Le ministère de l’Éducation du Québec ne laisse aucune place à l’interprétation. À compter du 1er janvier 2026, les élèves devront impérativement utiliser les formules de politesse « monsieur » ou « madame » lorsqu’ils s’adressent au personnel scolaire. Cette règle, inscrite dans la Gazette officielle du Québec du 3 septembre dernier, fait partie d’un règlement plus large sur le civisme à l’école, et ne prévoit aucune exception pour les personnes qui ne s’identifient pas au genre binaire.
Si le vouvoiement, qui doit être systématiquement utilisé avec les élèves, est considéré comme neutre, les titres « monsieur » et « madame » posent problème. Au Collège Jean-Eudes, à Montréal, Constance Bourguignon, qui s’identifie comme non binaire et utilise le pronom iel, s’interroge : « Ici, le vouvoiement est déjà en place, alors les élèves m’appellent prof Bourguignon. Mais il y a un problème… »
Le souci, explique-t-elle, est que l’appellation « prof » ne figure pas dans le vocabulaire ministériel autorisé. Les élèves doivent donc obligatoirement utiliser « madame » ou « monsieur » pour témoigner de leur civisme. Le cabinet de la ministre de l’Éducation, Sonia LeBel, confirme cette interprétation. « Le règlement prévoit explicitement l’usage des termes monsieur et Madame. Cette consigne doit être intégrée dans le code de vie des écoles et appliquée conformément aux règles en vigueur », précise Marylène Le Houillier, directrice des communications.
En cas de non-respect de cette règle, la direction de chaque établissement scolaire devra évaluer la situation et prendre les mesures disciplinaires appropriées. Dominic Blanchette, directeur du Collège Jean-Eudes, se retrouve dans une position délicate. Il souligne que le vouvoiement s’inscrit naturellement dans la relation éducative au sein de son établissement, mais reconnaît que les formules d’appel ne sont qu’un élément parmi d’autres.

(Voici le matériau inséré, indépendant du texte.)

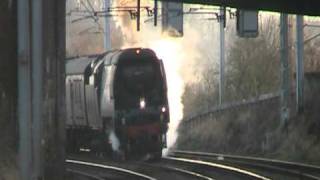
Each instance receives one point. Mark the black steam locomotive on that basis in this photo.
(119, 95)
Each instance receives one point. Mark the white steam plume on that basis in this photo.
(178, 54)
(115, 144)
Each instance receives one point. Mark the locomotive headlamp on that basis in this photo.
(142, 103)
(163, 109)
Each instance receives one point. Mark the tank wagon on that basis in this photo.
(119, 95)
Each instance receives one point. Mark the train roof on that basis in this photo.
(130, 53)
(79, 65)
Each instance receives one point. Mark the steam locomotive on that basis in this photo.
(119, 95)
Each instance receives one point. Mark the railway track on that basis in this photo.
(273, 169)
(166, 168)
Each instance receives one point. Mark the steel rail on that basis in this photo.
(85, 174)
(179, 170)
(219, 166)
(300, 169)
(103, 166)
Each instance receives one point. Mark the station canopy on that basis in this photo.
(303, 7)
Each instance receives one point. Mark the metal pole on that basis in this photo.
(37, 84)
(299, 64)
(138, 15)
(222, 56)
(24, 91)
(284, 69)
(107, 37)
(155, 13)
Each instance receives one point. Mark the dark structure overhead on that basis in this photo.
(306, 7)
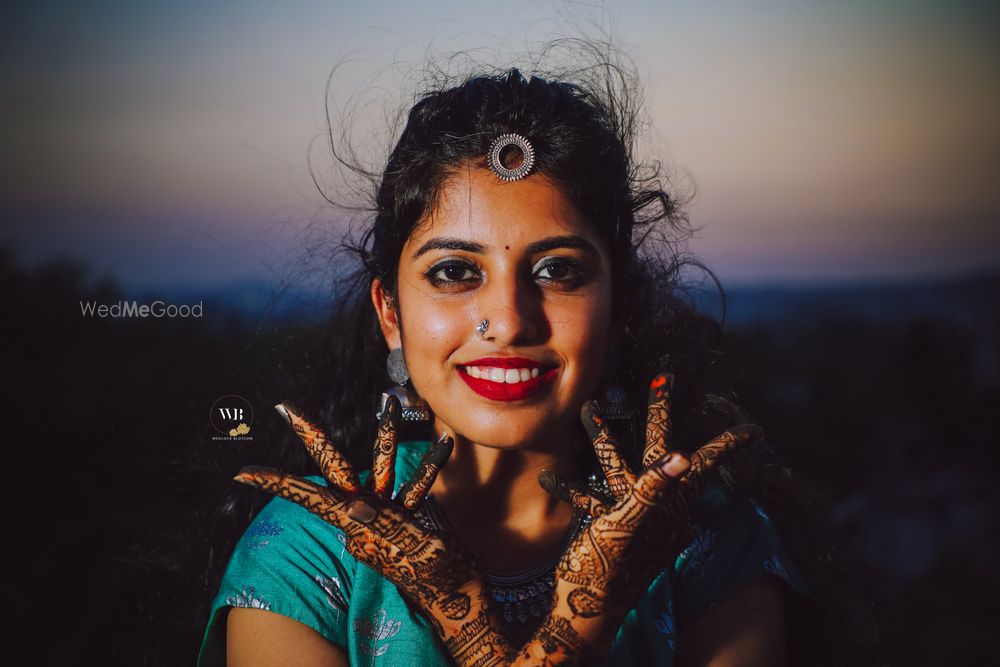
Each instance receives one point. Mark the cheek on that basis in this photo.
(431, 332)
(583, 331)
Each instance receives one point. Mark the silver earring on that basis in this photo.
(414, 408)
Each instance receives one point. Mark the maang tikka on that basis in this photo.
(415, 409)
(510, 157)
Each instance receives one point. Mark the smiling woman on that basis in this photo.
(556, 499)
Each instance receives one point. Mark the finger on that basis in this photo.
(325, 502)
(555, 485)
(658, 419)
(384, 455)
(649, 490)
(331, 462)
(708, 456)
(413, 492)
(620, 477)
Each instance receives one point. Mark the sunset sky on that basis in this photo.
(168, 144)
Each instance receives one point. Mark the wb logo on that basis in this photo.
(231, 416)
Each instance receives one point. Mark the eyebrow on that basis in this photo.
(543, 245)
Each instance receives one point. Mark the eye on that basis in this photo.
(452, 272)
(561, 270)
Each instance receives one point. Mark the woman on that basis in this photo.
(509, 288)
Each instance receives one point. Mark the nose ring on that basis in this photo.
(482, 327)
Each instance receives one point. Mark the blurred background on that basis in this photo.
(844, 160)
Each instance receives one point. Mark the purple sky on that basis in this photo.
(168, 145)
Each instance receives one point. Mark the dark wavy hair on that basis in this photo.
(584, 123)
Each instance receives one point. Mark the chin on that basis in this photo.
(501, 431)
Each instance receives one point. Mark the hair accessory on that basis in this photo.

« Ce qui compte surtout pour nous, c’est le climat que nous maintenons au Collège : un milieu accueillant, sécuritaire et inclusif où les jeunes sentent qu’ils peuvent être eux-mêmes et où le personnel se sent reconnu dans son rôle et son identité », affirme-t-il.
Constance Bourguignon estime que l’appellation « prof » serait tout à fait conforme à l’esprit du règlement et s’étonne que le ministère « bâillonne l’usage du neutre, puisque le français appartient à toutes les personnes qui le parlent et qui l’aiment ». Iel est convaincue que ses élèves l’appelleront « prof », se sentant privilégiée d’évoluer dans un environnement où l’inclusion est la norme.
Cependant, iel est consciente que ce n’est pas le cas partout. Les questions de genre sont sensibles, comme l’a démontré l’affaire de Mx Martine en 2023 Lisez l’article « L’embauche d’une enseignante non binaire suscite la controverse ». Iel se pose des questions quant à la pertinence de révéler son identité et celle de son école, par crainte de représailles.
« Il y a des membres de ma communauté qui risquent de ne pas brasser la cage pour ne pas s’exposer à un ressac ou pour des raisons de sécurité. Moi, je me pose quand même la question. Est-ce que je fais bien de donner mon vrai nom, celui de mon école ? »
Pour Constance Bourguignon, cette directive sur le vouvoiement, dévoilée en mai dernier par Bernard Drainville, alors ministre de l’Éducation, est déconnectée des réalités du terrain. « La maison est en feu et on s’occupe de la couleur des rideaux. Mais tant qu’à s’occuper de la couleur des rideaux, on pourrait le faire correctement », suggère-t-elle, en proposant d’ajouter « ou tout titre de politesse équivalent » après « madame et monsieur ».
Il est à noter que le gouvernement provincial a récemment interdit l’utilisation de certains termes inclusifs tels que iel, MX, toustes, celleux et les abréviations avec points médianes (administrateur•e•s, étudiant.e.s) dans les communications entre fonctionnaires de l’État.